Coxsackievirus A16 (CVA16) is one of the major pathogens responsible for hand, foot and mouth disease, which affects more than two million children in the Asian-Pacific region annually. Previous studies have shown that scavenger receptor B2 is a functional receptor for CVA16 that facilitates the uncoating process. However, it remains unclear whether other receptors are required for efficient CVA16 infection. In this study, by using a variety of assays we demonstrated that CVA16 utilizes surface heparan sulfate glycosaminoglycans as its attachment receptor. We further showed that five surface-exposed positively charged residues located in a cluster at the five-fold vertex of the virion are critical to heparan sulfate binding and cellular attachment of CVA16. Among the five residues, the arginine at position 166 (R166) of VP1 capsid protein appeared to be the most important for the interaction between CVA16 and heparan sulfate. Alanine substitution at this site (R166A) almost completely abolished heparan sulfate binding and cellular attachment of the virus. Our work achieves insight into the early events of CVA16 infection, thereby providing information that may facilitate the rational design of antiviral drugs and vaccines against CVA16 infection.
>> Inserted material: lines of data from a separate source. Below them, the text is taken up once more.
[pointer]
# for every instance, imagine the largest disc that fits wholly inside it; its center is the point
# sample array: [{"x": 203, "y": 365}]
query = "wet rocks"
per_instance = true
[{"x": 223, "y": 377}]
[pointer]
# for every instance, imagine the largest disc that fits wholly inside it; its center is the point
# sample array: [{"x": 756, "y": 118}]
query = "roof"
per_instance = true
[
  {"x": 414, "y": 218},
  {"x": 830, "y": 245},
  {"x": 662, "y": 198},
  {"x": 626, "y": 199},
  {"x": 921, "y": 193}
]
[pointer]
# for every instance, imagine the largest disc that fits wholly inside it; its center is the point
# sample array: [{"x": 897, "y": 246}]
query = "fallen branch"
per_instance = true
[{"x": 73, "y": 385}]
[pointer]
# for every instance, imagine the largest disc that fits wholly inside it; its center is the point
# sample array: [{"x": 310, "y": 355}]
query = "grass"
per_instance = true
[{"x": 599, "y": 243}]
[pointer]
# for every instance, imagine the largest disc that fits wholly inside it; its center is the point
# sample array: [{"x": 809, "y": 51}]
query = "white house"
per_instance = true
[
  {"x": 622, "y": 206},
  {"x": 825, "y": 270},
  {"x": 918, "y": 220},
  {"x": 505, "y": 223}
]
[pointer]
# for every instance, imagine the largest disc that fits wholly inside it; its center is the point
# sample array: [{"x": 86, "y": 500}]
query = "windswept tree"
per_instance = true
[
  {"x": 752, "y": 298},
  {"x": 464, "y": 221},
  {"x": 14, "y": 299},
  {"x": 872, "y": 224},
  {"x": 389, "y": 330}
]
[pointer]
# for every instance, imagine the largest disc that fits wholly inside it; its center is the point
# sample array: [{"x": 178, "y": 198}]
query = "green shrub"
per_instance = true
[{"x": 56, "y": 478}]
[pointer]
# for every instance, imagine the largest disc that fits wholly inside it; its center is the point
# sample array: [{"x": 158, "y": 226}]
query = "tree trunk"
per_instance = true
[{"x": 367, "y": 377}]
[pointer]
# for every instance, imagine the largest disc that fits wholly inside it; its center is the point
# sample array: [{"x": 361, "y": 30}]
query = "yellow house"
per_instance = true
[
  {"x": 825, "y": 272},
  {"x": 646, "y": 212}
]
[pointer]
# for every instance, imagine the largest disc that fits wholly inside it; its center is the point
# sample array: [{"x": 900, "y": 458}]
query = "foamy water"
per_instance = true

柯萨奇病毒A16型(CVA16)是导致手足口病的主要病原体之一,该疾病每年在亚太地区影响超过200万儿童。先前的研究表明,清道夫受体B2是CVA16的功能性受体,可促进脱壳过程。然而,目前尚不清楚高效的CVA16感染是否还需要其他受体。在本研究中,我们通过多种实验证明,CVA16利用表面硫酸乙酰肝素糖胺聚糖作为其附着受体。我们进一步表明,位于病毒粒子五重顶点簇中的五个表面暴露的带正电荷残基对于CVA16与硫酸乙酰肝素的结合及细胞附着至关重要。在这五个残基中,衣壳蛋白VP1第166位的精氨酸(R166)似乎对CVA16与硫酸乙酰肝素之间的相互作用最为重要。该位点的丙氨酸替代(R166A)几乎完全消除了病毒与硫酸乙酰肝素的结合及细胞附着。我们的工作深入了解了CVA16感染的早期事件,从而提供了可能有助于合理设计抗CVA16感染的抗病毒药物和疫苗的信息。